First and foremost, I'd like to thank Xpress for printing the July 6 article on immigration and education [“Stymied”]. I found it to be informative. I'd also like to ask Miss Ginocchio-Silva to perhaps reconsider the kind of education she will get in our state's system, if we can infer anything from the anti-immigrant sentiments included in the article. Perhaps we should start with privilege, whose derivation is “private law,” a different set of rules for an elite group, originally used to describe the law of feudal nobility.
To hear an idealistic and hardworking woman like Silva derided as “privileged” by white Americans whose forebears depopulated this country, after immigrating, is galling and historically ignorant. Should Silva be forced to return to Honduras after a right-wing coup supported by Obama? Why are all these immigrants here? Could it be that major companies in collusion with government forces impoverished Latin America and imported an extralegal workforce in order to drive down the wages of less-recent immigrants and secure “free” markets for their subsidized goods in foreign countries? I wonder if Silva's detractors study on computers manufactured in Chinese suicide factories operated by American businesses or enjoy designer clothes at low, low prices made by people who look shockingly similar to Silva and her parents? We've overthrown more than one country over the cost of bananas.
I say, admit Silva; her intelligence will no doubt raise the bar. Surely there are people out there who would see her turned over to Halliburton's private immigration prison system and many more that would like to see anyone who looks like her deported, despite the fact that your article points out that four-fifths of our Hispanic population is legally in the country. I wonder if they read that far.

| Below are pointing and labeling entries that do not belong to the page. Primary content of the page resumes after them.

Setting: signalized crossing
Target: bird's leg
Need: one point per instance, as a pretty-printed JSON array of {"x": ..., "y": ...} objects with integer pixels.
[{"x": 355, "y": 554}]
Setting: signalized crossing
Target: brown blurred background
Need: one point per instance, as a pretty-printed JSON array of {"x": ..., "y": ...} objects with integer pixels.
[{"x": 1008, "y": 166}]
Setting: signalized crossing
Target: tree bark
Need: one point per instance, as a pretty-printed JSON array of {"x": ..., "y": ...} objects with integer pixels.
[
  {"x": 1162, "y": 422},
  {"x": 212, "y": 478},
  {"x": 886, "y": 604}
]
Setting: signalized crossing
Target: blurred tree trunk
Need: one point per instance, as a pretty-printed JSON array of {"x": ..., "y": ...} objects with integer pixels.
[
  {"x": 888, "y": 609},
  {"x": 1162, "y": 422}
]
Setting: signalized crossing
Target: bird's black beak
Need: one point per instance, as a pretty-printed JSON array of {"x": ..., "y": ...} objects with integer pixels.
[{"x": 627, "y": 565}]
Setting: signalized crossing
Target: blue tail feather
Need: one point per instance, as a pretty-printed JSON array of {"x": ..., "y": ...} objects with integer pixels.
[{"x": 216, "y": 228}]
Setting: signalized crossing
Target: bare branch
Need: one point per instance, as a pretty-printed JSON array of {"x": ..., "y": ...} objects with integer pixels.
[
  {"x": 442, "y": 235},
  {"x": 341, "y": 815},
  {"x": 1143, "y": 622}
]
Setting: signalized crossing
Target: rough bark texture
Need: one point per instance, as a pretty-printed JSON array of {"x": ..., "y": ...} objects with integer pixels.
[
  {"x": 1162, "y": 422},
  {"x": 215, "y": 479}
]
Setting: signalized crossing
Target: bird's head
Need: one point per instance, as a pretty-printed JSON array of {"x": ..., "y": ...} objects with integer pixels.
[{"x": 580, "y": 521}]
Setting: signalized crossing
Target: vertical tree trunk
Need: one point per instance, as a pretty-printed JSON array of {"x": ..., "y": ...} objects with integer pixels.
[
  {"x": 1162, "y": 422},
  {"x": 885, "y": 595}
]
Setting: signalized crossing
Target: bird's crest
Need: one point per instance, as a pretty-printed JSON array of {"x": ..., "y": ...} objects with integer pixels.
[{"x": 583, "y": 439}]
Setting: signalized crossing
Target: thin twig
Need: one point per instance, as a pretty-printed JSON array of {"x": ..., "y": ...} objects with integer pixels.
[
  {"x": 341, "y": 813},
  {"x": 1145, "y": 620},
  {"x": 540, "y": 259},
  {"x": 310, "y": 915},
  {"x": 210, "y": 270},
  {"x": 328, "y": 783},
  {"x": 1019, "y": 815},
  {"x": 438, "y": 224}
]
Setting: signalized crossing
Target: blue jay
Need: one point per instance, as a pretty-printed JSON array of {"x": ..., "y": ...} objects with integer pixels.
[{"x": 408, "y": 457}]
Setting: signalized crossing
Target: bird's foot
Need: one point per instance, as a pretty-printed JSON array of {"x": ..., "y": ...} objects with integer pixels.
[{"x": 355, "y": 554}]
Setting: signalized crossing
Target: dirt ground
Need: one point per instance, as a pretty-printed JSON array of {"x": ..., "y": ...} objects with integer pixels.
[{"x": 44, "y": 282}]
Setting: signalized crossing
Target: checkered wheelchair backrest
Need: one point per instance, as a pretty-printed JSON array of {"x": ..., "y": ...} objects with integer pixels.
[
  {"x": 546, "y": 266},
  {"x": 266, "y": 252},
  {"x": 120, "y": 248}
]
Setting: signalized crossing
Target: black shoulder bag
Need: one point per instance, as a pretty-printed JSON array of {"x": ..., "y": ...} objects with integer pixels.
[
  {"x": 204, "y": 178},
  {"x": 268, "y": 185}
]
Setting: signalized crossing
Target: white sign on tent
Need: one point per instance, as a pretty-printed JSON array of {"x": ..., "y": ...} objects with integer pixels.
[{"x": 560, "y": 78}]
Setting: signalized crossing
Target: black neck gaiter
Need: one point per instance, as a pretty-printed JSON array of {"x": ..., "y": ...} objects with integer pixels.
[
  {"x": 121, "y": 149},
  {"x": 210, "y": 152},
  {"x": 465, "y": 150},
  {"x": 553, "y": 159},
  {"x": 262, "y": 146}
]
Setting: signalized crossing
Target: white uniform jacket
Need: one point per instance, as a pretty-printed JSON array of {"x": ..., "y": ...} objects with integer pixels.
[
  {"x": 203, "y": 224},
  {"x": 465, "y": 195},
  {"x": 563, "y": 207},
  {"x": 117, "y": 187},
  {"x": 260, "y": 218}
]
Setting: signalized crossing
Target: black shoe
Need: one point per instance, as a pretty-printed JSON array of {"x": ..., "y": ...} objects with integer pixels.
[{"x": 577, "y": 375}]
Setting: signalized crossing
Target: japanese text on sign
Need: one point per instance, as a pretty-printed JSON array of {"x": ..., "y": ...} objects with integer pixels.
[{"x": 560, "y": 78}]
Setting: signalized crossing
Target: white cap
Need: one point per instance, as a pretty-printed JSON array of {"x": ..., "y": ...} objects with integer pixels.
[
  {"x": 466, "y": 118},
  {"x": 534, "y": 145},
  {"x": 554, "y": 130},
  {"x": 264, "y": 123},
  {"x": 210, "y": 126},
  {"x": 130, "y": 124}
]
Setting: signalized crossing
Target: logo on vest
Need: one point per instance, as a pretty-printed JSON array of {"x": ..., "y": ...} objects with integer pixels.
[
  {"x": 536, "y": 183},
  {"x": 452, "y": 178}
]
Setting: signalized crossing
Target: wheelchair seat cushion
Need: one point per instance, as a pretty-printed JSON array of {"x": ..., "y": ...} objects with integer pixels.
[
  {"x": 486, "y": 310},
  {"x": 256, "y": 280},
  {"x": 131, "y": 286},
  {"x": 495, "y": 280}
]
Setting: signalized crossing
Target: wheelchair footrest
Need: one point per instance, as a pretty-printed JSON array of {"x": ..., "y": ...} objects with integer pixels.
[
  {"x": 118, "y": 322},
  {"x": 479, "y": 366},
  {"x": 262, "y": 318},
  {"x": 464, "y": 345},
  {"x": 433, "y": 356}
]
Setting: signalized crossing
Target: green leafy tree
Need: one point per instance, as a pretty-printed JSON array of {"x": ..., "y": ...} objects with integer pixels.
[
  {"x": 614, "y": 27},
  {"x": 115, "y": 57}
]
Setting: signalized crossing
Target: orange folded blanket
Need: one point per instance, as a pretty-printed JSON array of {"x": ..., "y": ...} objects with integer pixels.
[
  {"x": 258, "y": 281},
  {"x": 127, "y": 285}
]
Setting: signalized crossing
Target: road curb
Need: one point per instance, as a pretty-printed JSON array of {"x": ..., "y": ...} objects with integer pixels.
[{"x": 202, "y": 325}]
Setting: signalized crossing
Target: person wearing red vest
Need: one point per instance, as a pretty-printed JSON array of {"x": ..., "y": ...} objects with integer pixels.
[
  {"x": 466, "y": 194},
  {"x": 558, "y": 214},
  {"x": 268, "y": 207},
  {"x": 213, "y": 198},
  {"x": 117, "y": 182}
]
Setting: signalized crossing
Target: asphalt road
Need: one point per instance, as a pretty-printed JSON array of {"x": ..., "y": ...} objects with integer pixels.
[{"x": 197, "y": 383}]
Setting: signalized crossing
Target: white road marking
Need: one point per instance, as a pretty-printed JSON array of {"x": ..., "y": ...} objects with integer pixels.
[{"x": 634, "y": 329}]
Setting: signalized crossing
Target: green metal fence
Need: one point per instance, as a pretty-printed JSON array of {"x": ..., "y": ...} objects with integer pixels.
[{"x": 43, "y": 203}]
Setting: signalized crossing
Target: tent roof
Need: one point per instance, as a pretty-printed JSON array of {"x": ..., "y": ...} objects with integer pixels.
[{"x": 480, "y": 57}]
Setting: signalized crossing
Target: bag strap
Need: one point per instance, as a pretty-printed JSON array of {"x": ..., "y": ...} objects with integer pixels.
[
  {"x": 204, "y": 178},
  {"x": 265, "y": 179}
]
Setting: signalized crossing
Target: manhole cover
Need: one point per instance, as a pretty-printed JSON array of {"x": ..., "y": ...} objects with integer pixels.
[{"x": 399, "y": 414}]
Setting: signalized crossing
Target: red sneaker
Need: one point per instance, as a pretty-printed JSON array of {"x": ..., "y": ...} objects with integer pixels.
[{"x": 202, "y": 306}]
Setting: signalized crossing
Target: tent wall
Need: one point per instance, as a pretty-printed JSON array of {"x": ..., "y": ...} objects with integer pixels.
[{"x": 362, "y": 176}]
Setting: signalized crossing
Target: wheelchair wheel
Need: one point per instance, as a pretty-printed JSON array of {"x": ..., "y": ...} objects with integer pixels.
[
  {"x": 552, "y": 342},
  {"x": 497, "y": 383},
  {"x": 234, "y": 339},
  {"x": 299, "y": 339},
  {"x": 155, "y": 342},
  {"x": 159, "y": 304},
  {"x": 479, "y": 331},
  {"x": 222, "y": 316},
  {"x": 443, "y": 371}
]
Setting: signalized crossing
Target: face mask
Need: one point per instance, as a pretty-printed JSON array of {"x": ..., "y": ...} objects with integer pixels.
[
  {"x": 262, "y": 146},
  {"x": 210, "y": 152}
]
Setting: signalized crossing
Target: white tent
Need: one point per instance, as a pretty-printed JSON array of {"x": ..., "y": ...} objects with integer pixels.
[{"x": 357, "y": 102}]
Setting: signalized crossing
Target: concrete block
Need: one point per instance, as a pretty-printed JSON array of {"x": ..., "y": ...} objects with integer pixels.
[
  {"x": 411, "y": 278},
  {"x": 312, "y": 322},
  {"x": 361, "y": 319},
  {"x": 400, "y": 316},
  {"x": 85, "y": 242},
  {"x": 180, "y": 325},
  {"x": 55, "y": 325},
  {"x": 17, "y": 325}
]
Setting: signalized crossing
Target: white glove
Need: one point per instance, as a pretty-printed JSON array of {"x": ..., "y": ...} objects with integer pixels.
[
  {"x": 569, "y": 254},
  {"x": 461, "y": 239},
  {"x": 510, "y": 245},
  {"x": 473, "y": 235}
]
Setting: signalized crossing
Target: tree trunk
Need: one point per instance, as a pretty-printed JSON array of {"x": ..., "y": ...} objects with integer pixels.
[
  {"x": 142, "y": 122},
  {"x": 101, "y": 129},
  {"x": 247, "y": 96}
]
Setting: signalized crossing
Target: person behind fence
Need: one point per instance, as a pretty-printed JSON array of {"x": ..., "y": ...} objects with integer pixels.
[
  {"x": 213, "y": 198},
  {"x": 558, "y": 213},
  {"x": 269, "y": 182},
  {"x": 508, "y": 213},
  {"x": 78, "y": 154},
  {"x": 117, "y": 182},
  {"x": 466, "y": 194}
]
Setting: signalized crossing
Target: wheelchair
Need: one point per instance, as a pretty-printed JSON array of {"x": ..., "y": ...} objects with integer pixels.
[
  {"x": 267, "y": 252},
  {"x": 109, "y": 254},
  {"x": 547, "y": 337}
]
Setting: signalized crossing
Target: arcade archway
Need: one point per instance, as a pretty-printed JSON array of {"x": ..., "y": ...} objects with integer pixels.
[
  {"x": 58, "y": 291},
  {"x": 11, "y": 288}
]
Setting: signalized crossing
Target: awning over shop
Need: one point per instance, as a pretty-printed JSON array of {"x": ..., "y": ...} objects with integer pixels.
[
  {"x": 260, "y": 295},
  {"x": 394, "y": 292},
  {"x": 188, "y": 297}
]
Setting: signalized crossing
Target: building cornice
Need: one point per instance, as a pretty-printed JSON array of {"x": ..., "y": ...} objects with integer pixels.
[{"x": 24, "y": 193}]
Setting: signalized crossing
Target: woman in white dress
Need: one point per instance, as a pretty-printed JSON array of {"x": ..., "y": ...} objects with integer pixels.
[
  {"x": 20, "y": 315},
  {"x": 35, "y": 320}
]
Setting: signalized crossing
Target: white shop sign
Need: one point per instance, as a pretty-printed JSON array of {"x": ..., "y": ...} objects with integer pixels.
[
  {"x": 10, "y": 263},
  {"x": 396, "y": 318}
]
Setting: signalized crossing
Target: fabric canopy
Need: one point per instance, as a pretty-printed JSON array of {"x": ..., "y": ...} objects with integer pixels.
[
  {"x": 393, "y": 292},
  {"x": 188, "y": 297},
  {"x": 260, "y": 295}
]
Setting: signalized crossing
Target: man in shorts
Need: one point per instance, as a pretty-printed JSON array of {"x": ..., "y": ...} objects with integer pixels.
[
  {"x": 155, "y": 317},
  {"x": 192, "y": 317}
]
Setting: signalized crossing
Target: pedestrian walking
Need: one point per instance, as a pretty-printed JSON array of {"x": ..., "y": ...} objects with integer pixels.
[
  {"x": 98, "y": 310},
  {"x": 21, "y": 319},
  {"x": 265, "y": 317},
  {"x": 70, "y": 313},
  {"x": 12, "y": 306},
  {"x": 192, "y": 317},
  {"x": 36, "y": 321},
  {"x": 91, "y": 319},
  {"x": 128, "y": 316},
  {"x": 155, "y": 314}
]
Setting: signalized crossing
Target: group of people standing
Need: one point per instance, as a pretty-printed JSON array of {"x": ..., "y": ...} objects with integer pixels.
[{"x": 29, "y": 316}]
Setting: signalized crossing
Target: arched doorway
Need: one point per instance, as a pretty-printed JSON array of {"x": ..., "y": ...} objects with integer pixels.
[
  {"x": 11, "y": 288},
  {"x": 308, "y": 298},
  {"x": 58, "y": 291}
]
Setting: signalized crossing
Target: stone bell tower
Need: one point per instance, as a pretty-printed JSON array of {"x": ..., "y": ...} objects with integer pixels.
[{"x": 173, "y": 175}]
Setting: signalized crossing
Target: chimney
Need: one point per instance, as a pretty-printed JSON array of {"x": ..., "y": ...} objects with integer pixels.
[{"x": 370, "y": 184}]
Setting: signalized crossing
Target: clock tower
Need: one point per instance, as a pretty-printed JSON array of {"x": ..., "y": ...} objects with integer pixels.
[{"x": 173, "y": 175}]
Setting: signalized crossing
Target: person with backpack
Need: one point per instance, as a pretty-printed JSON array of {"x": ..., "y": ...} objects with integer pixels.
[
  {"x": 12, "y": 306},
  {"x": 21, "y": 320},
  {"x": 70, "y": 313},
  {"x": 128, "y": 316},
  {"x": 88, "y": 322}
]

To be sure, our privileges in America are deteriorating, but it is not because of immigrants, teachers or unions. It is due to corporate oligarchs pouring acid on our democratic institutions, generation after generation. As privileged Americans, it would be easy for us to cast blame on the immigrants for showing up and taking all those high-paying roofing and dishwashing jobs from legal, “native” Americans, but then we'll just be fighting the war our masters want us to fight: the poor versus the poor. Miss Ginocchio-Silva, you have an ally in me.
— Martin Ramsey
Asheville
I know this is a really difficult point of distinction for Martin, but most of us only want the illegal immigrants deported. Illegal, get it?
I don’t. I’d like them, in most cases, to have their immigration status resolved so that they are legally here. Bad laws should be resisted and thrown out, not hysterically obeyed like they are some sort of holy writ.
Perhaps Johnny Lemura would like the undocumented immigrants to have his job in this Obama economy? Oh no, it’s the other person Johnny thinks should be impacted?
And I’m sure everyone against immigration is pure 100% Native American. Right?
Maybe we can all open our eyes and see a little further on this one. Even if your ancestors came over on the Mayflower, they were immigrants. And so is every single person after them, so lets legalize everyone so they can get an good education and a good job so they can pay good taxes and support our economy and defend the ever disappearing middle class so we can have a fighting chance against the goddamn 1% of our population that controls 36% of our countrys wealth. The next 19% own 51% of the wealth. These would be business, managerial professionals and some small businesses. So that’s 20% of our population that controls 85% of all the our wealth. That leaves 15% for the rest of us. We could organize and change this. Instead we get caught up with petty issues and fight each other and not get anything accomplished and the Elite Upper Class can peacefully continue on with their rule.
“the Obama economy”–yea he totally owns it now, nothing to do with the Bush wars or the Bush tax cuts for the rich. He’s been in office for three years and you expect him to fix everything while congress can’t get a bill through if their tea bags depended on it. Bill Miller you are truly insightful, is your brother Dennis?
Bill, I’m in favor of the best candidate getting the job. If that is an immigrant, undocumented or otherwise, more power to him or her. You know what our immigrant system really is? The most egregious, lest defensible example of affirmative action I have every come across. Are the native born in America so pathetic in your eyes, Bill, that they need all these special privileges to get and keep a job?